Monday, July 25, 2011

Start Date: 7/25/2011 All Day
End Date: 7/25/2011
I hope that you all had a wonderful Fourth of July weekend. Hopefully you got as much sun and family time as you could. The beginning of July not only marks our country's founding, but it also marks a time when many new state laws go into effect.

Those laws include an array of issues from who to card when purchasing alcohol to banning texting while driving to vote centers. There are many other laws that have gone into effect, but I will highlight just a few below.

Before I was elected, the legislature tried to tackle underage drinking by requiring everyone purchasing alcohol to be carded. However, some Hoosiers weren't so pleased. Starting July 1, cashiers will only be required to card individuals who appear to be less than 40 years old.

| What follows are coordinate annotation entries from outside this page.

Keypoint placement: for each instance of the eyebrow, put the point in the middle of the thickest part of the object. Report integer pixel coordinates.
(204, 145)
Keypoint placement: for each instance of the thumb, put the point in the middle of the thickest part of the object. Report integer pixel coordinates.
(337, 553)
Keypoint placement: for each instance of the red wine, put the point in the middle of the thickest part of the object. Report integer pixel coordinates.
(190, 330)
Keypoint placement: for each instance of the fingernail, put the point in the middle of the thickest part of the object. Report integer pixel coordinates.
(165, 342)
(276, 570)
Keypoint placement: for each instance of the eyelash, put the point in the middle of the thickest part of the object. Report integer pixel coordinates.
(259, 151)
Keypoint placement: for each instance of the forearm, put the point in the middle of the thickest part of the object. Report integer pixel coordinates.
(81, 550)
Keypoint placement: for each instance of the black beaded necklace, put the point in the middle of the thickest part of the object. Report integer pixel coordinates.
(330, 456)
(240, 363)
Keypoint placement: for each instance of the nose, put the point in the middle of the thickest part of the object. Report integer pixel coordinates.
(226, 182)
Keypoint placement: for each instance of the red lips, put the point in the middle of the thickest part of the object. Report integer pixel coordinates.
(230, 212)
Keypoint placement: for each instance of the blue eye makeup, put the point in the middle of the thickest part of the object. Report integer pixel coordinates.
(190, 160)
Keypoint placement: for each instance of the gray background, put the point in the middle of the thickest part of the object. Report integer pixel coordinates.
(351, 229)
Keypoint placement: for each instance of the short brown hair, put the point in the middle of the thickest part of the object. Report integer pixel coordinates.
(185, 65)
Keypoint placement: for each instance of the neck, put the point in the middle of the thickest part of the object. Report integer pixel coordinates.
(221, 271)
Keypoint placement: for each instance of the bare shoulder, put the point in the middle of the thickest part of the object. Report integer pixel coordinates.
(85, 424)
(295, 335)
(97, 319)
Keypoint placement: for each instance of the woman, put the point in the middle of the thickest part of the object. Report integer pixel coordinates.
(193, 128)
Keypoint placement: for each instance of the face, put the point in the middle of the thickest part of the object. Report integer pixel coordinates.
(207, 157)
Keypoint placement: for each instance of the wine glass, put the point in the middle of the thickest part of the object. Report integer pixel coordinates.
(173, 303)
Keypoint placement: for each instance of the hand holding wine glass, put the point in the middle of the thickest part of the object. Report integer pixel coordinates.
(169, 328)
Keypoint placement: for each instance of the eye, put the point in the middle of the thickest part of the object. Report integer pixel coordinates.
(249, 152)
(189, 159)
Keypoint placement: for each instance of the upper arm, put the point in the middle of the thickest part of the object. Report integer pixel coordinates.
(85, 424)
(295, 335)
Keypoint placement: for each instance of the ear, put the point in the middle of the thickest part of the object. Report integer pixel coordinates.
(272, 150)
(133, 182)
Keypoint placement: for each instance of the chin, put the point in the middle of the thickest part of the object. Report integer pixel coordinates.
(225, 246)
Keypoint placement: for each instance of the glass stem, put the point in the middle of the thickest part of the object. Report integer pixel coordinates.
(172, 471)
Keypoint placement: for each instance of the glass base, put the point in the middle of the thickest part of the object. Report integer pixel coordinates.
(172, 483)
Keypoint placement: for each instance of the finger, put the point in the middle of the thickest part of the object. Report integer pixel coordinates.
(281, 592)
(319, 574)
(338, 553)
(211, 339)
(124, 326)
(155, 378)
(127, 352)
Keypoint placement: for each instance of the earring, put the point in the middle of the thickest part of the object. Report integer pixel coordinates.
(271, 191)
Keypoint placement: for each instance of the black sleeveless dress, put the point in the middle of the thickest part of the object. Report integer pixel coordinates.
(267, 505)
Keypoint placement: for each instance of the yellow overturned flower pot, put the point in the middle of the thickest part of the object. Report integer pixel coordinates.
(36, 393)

We will still be able to prevent minors from purchasing alcohol, while also taking a common sense approach for our older Hoosiers.

Next on the list were two bans we implemented to ensure the safety of all Hoosiers. We banned the possession of "Spice" and texting or emailing while driving.

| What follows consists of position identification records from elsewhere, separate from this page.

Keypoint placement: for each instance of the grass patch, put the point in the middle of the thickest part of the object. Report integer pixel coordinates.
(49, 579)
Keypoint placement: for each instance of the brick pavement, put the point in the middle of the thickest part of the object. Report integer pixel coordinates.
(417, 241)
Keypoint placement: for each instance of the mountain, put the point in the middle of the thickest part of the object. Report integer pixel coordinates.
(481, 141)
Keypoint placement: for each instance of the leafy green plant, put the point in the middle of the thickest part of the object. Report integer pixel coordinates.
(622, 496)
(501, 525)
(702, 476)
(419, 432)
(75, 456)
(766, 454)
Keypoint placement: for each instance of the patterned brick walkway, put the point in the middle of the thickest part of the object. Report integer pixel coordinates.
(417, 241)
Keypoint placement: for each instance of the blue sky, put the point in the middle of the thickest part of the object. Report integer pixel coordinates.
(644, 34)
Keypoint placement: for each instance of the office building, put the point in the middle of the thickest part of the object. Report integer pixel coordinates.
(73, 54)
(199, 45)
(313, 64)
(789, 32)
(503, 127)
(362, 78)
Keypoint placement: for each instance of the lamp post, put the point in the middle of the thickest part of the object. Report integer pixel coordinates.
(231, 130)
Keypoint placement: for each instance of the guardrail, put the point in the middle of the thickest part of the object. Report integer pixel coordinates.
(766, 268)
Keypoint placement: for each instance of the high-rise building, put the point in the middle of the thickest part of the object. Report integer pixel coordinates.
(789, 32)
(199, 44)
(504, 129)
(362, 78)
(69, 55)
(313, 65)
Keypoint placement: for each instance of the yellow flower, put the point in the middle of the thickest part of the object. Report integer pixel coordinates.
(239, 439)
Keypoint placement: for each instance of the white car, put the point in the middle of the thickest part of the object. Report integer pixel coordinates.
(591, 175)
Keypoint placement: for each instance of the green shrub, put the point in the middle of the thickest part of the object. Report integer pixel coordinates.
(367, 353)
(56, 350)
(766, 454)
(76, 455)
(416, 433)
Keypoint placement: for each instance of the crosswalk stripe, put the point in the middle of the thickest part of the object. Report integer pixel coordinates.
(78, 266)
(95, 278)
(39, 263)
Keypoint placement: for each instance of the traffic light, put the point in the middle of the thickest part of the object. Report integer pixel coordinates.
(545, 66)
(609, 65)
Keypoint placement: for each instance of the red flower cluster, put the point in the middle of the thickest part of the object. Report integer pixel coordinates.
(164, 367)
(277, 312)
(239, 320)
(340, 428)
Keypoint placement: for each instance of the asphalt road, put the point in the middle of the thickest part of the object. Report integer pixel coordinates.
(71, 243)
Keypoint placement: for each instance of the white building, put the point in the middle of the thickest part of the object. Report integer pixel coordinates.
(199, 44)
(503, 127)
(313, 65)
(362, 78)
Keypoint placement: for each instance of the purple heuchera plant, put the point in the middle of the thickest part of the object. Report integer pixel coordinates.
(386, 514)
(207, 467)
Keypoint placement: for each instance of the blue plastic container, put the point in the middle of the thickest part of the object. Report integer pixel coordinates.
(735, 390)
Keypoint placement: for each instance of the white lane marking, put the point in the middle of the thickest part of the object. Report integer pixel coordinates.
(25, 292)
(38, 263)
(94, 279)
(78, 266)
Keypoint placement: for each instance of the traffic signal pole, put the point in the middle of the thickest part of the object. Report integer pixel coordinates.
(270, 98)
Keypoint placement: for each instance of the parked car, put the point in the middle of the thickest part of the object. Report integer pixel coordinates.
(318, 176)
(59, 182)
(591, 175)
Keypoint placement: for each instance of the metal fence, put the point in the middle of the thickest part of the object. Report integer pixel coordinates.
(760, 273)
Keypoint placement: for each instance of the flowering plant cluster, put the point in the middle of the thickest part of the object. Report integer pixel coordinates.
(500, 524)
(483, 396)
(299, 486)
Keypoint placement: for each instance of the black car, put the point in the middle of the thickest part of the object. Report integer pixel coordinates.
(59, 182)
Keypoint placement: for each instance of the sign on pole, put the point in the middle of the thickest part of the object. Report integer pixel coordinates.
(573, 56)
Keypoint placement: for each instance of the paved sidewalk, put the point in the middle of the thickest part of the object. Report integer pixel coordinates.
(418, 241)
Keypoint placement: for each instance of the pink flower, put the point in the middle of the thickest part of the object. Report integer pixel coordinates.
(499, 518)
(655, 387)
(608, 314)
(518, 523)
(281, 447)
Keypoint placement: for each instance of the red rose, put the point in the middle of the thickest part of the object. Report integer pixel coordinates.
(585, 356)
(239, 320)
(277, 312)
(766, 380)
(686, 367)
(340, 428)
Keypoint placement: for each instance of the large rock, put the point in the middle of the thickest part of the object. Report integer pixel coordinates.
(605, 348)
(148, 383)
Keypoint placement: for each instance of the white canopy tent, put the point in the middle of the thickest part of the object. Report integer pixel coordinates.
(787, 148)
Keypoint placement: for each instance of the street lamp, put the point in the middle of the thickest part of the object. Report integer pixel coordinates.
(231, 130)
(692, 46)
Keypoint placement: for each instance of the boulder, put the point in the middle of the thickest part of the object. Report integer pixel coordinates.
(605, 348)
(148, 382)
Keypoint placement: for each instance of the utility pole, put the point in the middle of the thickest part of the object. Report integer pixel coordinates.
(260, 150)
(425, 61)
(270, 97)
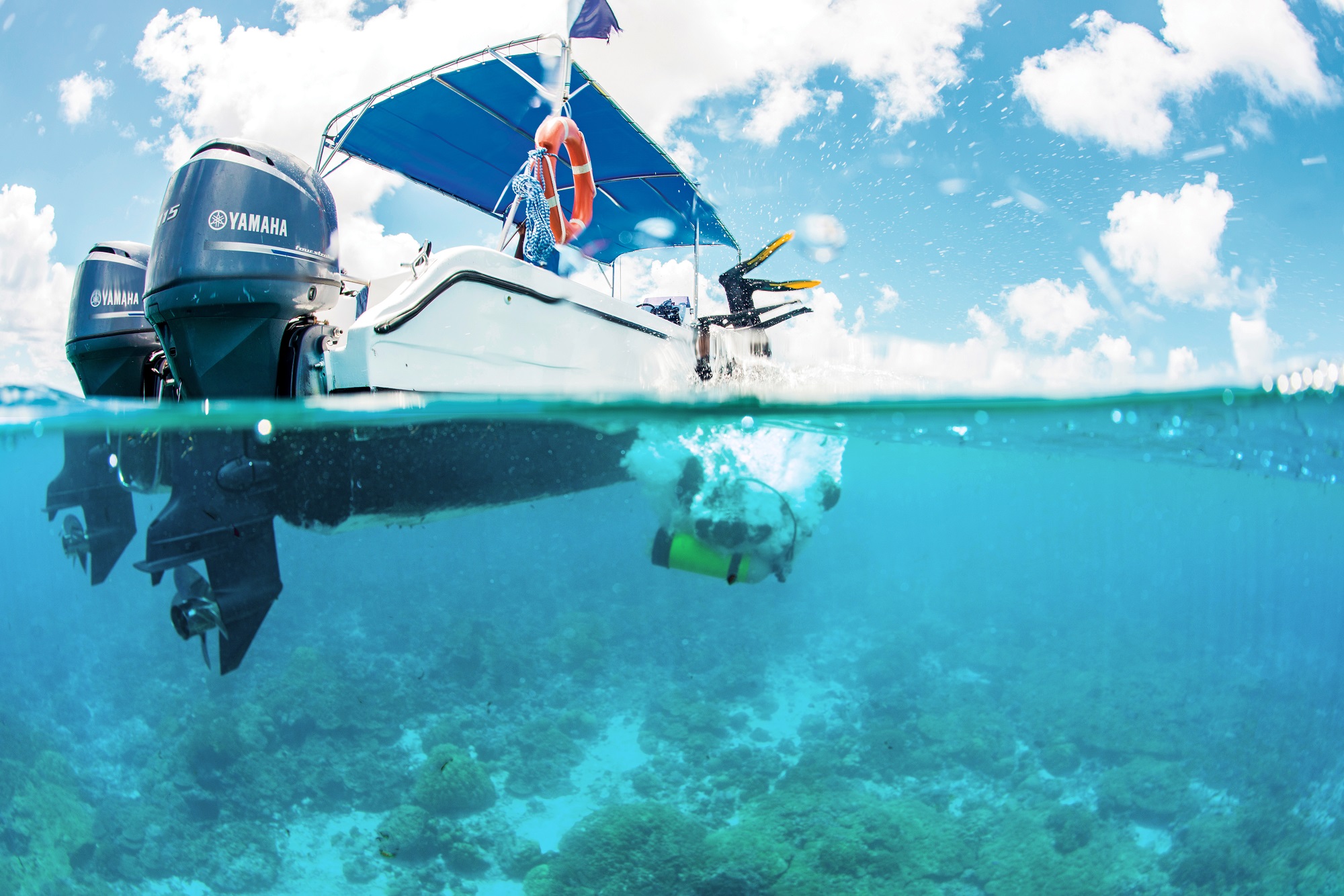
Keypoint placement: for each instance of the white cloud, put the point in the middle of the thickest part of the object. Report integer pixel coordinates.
(1255, 345)
(1169, 244)
(1109, 87)
(1182, 365)
(34, 295)
(1049, 310)
(1116, 83)
(779, 107)
(79, 96)
(829, 359)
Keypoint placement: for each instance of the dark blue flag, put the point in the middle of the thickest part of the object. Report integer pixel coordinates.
(595, 19)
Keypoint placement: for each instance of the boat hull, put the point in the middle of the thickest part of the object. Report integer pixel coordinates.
(476, 320)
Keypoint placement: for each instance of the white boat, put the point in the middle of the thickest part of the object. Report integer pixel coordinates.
(244, 272)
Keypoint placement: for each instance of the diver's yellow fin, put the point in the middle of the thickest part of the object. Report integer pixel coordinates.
(756, 261)
(796, 284)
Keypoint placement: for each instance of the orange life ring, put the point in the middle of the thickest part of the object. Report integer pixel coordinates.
(556, 131)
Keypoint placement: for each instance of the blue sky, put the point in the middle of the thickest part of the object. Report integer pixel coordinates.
(972, 185)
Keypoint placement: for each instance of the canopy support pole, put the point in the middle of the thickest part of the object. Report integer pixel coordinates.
(696, 287)
(696, 256)
(568, 71)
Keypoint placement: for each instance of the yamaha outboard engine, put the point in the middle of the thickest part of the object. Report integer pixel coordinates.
(244, 257)
(108, 342)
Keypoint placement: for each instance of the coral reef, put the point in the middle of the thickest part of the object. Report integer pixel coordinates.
(454, 784)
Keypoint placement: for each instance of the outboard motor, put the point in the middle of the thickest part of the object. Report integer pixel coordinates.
(244, 259)
(108, 342)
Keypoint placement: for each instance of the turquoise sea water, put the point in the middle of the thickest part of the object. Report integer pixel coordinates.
(1021, 648)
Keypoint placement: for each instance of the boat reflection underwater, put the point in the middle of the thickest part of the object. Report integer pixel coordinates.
(736, 503)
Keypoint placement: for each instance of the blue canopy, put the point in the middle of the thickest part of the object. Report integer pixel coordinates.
(466, 128)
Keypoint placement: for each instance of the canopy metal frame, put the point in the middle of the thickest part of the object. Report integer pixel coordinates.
(342, 124)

Indiana has seen an unfortunate increase in demand for a synthetic drug known as K2 or Spice, a substance that mimics marijuana, which was sold at local convenience stores. Now, those that possess or deal in this substance will be treated with the same regard as those who possess or deal marijuana. In addition to these substances, there are 25 other substances that have also been banned.

Studies have shown an increase in car accidents due to driver's texting or emailing while driving a motor vehicle. In fact, they are 23 times more likely to cause an accident. To make our streets and highways safer, we passed legislation to ban texting and emailing while driving-the 31st state to do so. Technology will keep improving, but it's our responsibility to ensure laws improve with it. 

On a different note, we also passed legislation to allow counties the option of using vote centers-a method very popular with voters and cost saving measure for counties. This method was successful in the three counties it was piloted in and we felt that all counties should have the option to choose whether or not they would like to implement vote centers.

Last, but certainly not least, was the state's implementation of a small business one-stop shop to cut down on the red-tape small businesses must sort through when filling necessary paperwork. If someone is hoping to start a small business, why shouldn't we make the process smoother?

As I previously mentioned, these are just a few of the laws that are now in effect.